Light passes through the windows surrounded by metal, and for a few seconds you see the lives of other commuters passing by. You wonder where they're going, what they're like...who they are.
You wonder if they're different from you, or if in another life, you'd be friends.
People play on their phones, read books, look out at the darkness...a comforting site to those who hate their jobs, or are so tired they can barely grasp the pole above them.
When the car goes underwater you can feel the pressure change, the difference in humidity. You almost wish the walls weren't made out of concrete. Spinning through the East River, you can almost imagine the fishes and the boaters floating by. It's remarkable what can go unnoticed.

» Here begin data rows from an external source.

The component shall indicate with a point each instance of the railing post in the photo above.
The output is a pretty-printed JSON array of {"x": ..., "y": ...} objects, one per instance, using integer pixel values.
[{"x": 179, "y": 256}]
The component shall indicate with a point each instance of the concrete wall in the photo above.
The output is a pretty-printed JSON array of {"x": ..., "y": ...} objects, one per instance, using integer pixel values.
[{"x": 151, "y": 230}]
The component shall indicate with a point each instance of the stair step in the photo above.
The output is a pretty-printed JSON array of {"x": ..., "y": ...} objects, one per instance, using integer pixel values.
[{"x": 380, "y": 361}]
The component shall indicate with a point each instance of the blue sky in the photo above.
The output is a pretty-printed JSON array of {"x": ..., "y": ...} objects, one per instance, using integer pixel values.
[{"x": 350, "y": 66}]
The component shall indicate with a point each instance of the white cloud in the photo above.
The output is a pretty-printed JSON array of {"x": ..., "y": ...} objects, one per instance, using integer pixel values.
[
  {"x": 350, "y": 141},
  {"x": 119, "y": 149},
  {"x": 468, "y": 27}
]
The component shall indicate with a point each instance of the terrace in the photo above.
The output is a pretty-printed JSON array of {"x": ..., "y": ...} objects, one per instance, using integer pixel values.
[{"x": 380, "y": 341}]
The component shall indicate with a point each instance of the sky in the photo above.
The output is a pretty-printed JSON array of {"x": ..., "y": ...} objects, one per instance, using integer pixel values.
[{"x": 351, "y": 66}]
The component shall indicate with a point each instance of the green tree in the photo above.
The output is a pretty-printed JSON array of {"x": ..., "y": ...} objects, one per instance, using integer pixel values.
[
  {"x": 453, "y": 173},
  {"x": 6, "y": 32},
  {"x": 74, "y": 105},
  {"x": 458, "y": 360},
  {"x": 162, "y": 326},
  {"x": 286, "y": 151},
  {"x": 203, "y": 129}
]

When the car goes above ground, like on the Manhattan bridge for instance, the sights are unparalleled. You cross the river parallel to the Brooklyn Bridge and for once in your life, you're even with giants. Some sky-scrapers don't seem as big when you're looking at them from mid-way up. It's almost like magic.
The thing that is amazing though, is that as these giants fly by, and we get a glimpse of the river, people never look up from their phones, or they're asleep. The brilliant views of towering buildings, live water and even other cars and trains passing by, take a back seat to whatever's scrolling around on your iPhone.
Every day I try and get a better view of the city flying by. Maybe it's because I'm new here, but it just feels important. It feels important to look out at that skyline. It makes me feel better. More at peace.
As life moves around us, it's hard to appreciate every little thing. In my experience, the journey was never as important as the destination. Now that I have reached one of my goals, it has finally occurred to me that I need to start taking things in.
Days are getting quicker, and in the AfterLife it's common place to start giving into routine. Blindly following the clock and looking around for answers in skyscrapers and shop windows can start to eat away at you. It doesn't matter where you are, or where you've been...you're here now.
The only peace I feel lately is from that skyline. Looking up at it, imagining all of the people creeping through their lives, making it work.
The N train speeds across Manhattan, but it gives me time to slow down.